Así, aunque los inspectores que la ONU pueda mandar a Bagdad en el futuro próximo concluyeran que no existen las armas que se supone hay ahí, los días del régimen batista están contados. Los indefendibles Saddam Hussein y su partido, pero quizá también un número indeterminado de iraquíes comunes y corrientes, van a pagar el costo de la lección que Washington se propone dar al mundo con su castigo ejemplar. Un comentarista australiano resumió muy bien el nuevo enfoque de Washington frente al resto del mundo y resultado de la decisión de Washington de poner punto final al régimen iraquí: si hace un siglo el presidente Teodoro Roosevelt aseguró que en política exterior Estados Unidos “hablaría suavemente pero llevaría consigo un gran garrote”, hoy el presidente Bush acaba de modificar ese supuesto al advertir que de aquí en adelante “Estados Unidos hablará fuerte y siempre llevará consigo el garrote más grande de todos” (The Australian”, 30 de septiembre).

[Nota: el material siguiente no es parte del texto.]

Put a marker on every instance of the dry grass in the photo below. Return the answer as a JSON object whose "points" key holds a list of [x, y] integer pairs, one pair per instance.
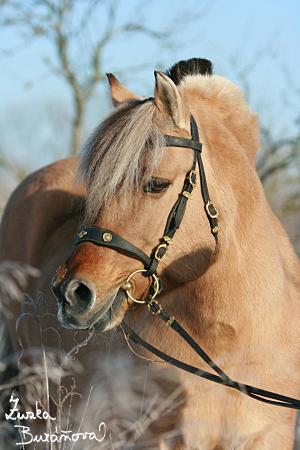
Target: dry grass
{"points": [[121, 393]]}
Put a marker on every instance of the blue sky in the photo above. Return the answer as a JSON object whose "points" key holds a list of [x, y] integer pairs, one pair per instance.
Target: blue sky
{"points": [[231, 32]]}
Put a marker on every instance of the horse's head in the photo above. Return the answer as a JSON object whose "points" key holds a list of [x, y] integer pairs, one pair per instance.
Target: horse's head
{"points": [[132, 183]]}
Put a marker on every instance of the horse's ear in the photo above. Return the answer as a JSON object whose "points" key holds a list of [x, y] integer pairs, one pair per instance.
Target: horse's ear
{"points": [[118, 92], [168, 100]]}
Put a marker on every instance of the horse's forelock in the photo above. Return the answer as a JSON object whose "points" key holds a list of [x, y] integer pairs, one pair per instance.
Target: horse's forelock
{"points": [[113, 160]]}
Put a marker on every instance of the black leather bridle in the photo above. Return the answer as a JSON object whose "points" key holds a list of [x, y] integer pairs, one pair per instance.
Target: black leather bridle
{"points": [[109, 239]]}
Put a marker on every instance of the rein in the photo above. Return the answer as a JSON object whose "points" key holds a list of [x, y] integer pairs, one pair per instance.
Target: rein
{"points": [[109, 239]]}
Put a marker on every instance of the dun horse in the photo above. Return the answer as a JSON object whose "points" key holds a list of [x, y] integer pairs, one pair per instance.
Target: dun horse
{"points": [[235, 290]]}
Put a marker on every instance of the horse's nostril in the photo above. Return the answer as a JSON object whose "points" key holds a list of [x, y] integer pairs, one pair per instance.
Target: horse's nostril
{"points": [[78, 294]]}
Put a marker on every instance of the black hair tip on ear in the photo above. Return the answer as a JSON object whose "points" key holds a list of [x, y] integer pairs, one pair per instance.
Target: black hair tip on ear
{"points": [[193, 66]]}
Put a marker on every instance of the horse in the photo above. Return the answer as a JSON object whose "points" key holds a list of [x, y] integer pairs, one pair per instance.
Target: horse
{"points": [[235, 288]]}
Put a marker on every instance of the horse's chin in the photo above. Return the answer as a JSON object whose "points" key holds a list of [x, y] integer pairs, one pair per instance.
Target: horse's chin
{"points": [[108, 318]]}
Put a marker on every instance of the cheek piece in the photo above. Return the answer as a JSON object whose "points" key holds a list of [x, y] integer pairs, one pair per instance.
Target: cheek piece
{"points": [[109, 239]]}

Las Implicaciones para México.- Nunca, ninguna gran potencia dejó de intervenir en los asuntos que le interesaban en su esfera de influencia. En los siglos XIX y XX, países débiles como México hicieron un gran esfuerzo por elevar la autodeterminación y no intervención al grado de principios legales, políticos y, sobre todo, morales, del sistema internacional. Mientras hubo dos o más potencias en competencia por la lealtad del mundo periférico, esos principios más o menos pudieron sostenerse. Y no tanto por su valor intrínseco, sino porque a las grandes potencias les convenía mantenerlos, pues cada una los usó contra las otras.

Sin embargo, en un sistema sin equilibrio entre los grandes, Estados Unidos puede sostener abiertamente que lo que busca es cambiar un régimen, es decir, hacer a un lado la autodeterminación y la no-intervención en aras de sus propios intereses. Es verdad que en el caso de Hussein no hay nada, absolutamente nada, defendible y que su desaparición puede verse como una ganancia neta para la estabilidad mundial. Sin embargo, en el largo plazo el precedente implica un gran peligro para países como el nuestro, pues ¿cómo protegeremos nuestra soberanía en el caso de que el interés nacional propio y el Estados Unidos lleguen a diferir, como ha sucedido a lo largo de la historia de México en la relación con su poderoso vecino del norte? Esa es una cuestión vital que no tiene respuesta clara, pero que estamos obligados a ponderar y a llegar a una conclusión para delinear las grandes directrices de nuestra política exterior.